藍暖玉瞥了一眼桌上的藥,爲了百裏流軒,再難喝的藥她也得喝下去。她憋住氣仰頭一鼓作氣喝完,苦腥的藥味令她想吐,眼角餘光掃到一個玉壺,她直接拎過對着壺嘴一頓猛飲,又麻又辣的味道覆蓋她口中的苦腥味,引得她又是一陣狂吐。
辣味逼得藍暖玉隻有一丁點思考能力,奈何又跑不出去,暈乎乎中她看到一邊的臉盆子的清水。這下管不了那麽多,她直接用盆裏的水漱口無數次,才将口中已經形容不來的味道沖淡。“這一筆帳姑奶奶記下了,以後定要弄死你這小貓妖。”
喝完藥藍暖玉躺下身去,眼睛直勾勾地看着天界的方向百思不得其解。她想不通晉昭雯爲何要害她,莫大的天界之上,除了百裏流軒和冷璃霜,恐怕真的沒人會喜歡她。

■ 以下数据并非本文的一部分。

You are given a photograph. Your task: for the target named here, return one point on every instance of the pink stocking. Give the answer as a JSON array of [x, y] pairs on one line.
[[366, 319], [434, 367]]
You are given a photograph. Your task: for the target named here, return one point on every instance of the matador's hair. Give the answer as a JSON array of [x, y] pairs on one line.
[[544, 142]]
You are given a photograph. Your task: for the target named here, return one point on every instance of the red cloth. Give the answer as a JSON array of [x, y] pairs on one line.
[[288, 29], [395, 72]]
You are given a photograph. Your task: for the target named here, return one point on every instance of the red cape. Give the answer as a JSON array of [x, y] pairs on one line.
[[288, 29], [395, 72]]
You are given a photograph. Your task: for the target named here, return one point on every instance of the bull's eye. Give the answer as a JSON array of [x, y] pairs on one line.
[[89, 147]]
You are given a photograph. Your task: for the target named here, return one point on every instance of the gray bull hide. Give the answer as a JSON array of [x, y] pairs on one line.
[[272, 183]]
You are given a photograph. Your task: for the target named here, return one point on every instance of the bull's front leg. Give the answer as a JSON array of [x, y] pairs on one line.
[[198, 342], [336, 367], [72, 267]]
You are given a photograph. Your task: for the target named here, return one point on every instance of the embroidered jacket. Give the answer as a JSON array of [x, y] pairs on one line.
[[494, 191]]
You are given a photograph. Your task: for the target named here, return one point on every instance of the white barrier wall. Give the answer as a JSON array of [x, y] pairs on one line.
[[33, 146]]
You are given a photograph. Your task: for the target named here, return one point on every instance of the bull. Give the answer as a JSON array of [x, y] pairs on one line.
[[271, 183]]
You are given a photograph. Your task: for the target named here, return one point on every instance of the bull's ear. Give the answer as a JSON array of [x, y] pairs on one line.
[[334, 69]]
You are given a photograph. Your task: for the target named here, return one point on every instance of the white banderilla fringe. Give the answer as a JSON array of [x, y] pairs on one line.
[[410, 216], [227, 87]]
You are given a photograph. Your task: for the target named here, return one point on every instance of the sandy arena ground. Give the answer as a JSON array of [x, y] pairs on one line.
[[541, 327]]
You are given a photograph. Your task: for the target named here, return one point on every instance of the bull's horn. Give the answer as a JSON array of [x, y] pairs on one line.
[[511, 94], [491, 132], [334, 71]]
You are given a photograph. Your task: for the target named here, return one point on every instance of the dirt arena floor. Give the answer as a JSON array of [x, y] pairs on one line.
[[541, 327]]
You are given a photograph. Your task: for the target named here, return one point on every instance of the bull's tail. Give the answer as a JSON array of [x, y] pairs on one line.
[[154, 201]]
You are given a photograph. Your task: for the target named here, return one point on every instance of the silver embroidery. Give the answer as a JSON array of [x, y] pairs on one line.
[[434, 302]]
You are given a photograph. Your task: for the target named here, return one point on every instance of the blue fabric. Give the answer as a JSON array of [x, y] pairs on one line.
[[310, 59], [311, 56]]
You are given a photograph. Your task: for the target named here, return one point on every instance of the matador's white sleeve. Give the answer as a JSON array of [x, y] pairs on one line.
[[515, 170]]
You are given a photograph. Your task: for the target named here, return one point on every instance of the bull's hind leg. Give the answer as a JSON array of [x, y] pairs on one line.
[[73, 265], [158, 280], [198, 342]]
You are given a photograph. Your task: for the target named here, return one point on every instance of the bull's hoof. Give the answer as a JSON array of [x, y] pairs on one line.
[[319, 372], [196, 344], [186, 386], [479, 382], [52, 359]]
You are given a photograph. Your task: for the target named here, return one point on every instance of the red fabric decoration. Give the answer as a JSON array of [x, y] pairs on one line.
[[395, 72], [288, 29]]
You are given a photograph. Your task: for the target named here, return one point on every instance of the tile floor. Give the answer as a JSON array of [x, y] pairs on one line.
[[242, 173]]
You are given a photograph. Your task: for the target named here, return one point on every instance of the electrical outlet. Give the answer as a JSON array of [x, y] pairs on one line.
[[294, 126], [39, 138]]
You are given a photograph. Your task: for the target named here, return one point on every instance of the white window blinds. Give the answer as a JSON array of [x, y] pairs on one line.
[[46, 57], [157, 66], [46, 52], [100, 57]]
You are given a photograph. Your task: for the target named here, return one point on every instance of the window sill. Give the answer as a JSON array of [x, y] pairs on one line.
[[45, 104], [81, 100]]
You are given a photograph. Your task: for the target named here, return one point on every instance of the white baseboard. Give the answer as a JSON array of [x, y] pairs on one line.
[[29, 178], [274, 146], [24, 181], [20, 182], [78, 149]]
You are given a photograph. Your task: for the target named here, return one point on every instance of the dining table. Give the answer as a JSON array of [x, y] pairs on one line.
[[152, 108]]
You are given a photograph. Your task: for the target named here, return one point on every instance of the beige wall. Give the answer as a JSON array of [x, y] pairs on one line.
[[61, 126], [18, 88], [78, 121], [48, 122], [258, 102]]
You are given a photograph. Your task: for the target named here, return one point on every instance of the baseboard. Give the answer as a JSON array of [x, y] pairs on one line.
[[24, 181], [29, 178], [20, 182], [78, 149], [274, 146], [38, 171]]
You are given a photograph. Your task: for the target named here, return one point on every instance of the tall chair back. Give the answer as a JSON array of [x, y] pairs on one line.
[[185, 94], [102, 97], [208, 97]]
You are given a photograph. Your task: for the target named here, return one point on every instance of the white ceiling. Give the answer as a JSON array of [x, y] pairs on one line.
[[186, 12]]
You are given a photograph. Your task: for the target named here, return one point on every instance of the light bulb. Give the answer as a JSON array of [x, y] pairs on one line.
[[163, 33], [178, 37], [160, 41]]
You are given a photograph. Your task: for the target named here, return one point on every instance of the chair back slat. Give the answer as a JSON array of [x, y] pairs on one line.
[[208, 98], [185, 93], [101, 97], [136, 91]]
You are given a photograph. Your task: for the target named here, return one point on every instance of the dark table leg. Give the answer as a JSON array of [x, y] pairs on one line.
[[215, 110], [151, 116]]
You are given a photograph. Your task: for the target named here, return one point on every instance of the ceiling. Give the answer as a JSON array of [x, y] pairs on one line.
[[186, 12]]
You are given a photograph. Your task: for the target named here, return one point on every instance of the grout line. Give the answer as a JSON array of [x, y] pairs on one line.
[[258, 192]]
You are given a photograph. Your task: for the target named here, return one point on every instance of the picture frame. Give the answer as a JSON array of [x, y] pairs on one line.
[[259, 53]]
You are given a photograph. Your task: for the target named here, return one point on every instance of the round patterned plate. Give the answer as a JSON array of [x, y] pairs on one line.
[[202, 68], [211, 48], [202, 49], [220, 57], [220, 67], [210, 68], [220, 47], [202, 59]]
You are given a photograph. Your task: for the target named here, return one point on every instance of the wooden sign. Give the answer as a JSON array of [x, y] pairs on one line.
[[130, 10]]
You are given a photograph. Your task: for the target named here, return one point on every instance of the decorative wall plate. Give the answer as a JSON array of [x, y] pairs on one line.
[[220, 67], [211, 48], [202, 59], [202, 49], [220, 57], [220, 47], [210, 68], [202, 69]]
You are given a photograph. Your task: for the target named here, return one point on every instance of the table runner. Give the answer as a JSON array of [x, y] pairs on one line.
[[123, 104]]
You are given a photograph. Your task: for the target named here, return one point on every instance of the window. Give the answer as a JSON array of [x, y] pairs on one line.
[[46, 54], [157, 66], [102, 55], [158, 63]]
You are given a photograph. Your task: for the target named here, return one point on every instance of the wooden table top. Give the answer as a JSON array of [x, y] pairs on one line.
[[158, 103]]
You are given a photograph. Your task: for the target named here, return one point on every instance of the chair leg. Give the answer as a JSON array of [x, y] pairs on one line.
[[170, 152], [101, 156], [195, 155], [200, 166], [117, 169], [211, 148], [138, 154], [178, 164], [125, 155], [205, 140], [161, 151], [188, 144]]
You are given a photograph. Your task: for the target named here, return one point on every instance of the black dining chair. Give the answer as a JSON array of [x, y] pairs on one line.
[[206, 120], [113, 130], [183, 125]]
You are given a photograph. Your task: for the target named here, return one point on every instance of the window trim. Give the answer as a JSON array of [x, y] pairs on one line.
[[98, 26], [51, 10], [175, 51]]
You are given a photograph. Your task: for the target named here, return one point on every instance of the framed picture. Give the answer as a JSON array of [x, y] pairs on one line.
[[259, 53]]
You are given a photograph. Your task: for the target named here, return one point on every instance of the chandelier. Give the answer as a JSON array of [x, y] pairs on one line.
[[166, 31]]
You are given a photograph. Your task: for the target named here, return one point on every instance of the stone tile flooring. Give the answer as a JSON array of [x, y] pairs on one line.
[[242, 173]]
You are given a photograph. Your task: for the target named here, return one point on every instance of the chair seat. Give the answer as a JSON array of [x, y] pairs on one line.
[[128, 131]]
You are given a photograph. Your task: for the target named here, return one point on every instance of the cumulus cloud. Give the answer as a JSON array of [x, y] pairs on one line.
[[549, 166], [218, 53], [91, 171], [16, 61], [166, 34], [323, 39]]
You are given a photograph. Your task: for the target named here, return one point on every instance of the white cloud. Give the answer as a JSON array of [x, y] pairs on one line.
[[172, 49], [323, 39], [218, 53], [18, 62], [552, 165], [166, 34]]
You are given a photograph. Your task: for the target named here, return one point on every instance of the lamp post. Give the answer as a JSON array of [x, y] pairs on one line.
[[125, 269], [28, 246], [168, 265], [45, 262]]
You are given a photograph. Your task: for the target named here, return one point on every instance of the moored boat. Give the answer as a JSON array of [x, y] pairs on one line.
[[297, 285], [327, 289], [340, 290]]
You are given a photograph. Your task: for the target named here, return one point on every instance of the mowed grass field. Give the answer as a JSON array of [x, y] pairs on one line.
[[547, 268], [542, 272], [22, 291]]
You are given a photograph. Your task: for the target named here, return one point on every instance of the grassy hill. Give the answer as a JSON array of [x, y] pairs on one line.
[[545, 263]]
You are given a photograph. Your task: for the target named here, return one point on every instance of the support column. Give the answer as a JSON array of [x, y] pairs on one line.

人界乃是三界中最有趣的,不吃喝玩樂真是浪費大好春光。夜瞑痕摸摸口袋裏所剩無多的銀子,心想到是該去私塾請辭了,他做教書先生不過是去幫幫忙而已。小漁村村民雖多多少少會給私塾老先生些錢,但私塾真正的老先生已有九十多歲還是一窮二白,雖說村民給的錢來者不拒,也大多用在蓋學堂上,餘下不多的錢給他,夜暝痕也不會去收。
“雖爲妖矣,幻化之物終不久也。”夜暝痕長歎一聲,“銀兩還是自己賺才有意思。”
夜暝痕跑過去同老先生說明去意,老先生眯着眼睛瞧瞧他:“小龍,你在這作甚?”
“先生,我乃夜暝痕。”
“啊???你大點聲。”
“夜暝痕!”沒辦法,老先生年事已高,耳朵有些不靈便。夜暝痕的聲音放大了些:“後生是來向您請辭的。”
老先生恍然大悟,他點點頭做了個‘去’的動作:“去吧,回來時記得給我帶些茶葉。”
“這是一定的,先生保重身體。”夜暝痕回頭走了幾步,隻聽見身後老先生贊歎道:苗苗這丫頭真讨喜。
天空中三隻烏鴉飛過,夜暝痕來到和小漁村相對的一座山上,山上有一個外觀破爛,裏面卻修得如同宮殿的土地廟,他走進去從石像後取出一個金絲楠木制成的箱子打開一倒,許多奇奇怪怪的東西被倒在地上,他們唯一的共同點是都寫滿了字。
這是夜暝痕在人界賺錢最快的活,幫人出馊主意。老實說也不全是馊主意,扭轉乾坤的大計他也提過,芝麻綠豆大的小計他也提過,總之隻要給夠相應的錢,沒有他想不到的辦法。
夜暝痕繞到供桌前拿了個桃子啃了一嘴,又用兩個指頭從一堆“東西”挑出比較精緻的,一般這種挂着玉髓的竹簡就是有錢人家寫的,他們出的價用一年綽綽有餘。隻是一般問題都比較難回答,比如手中的這個……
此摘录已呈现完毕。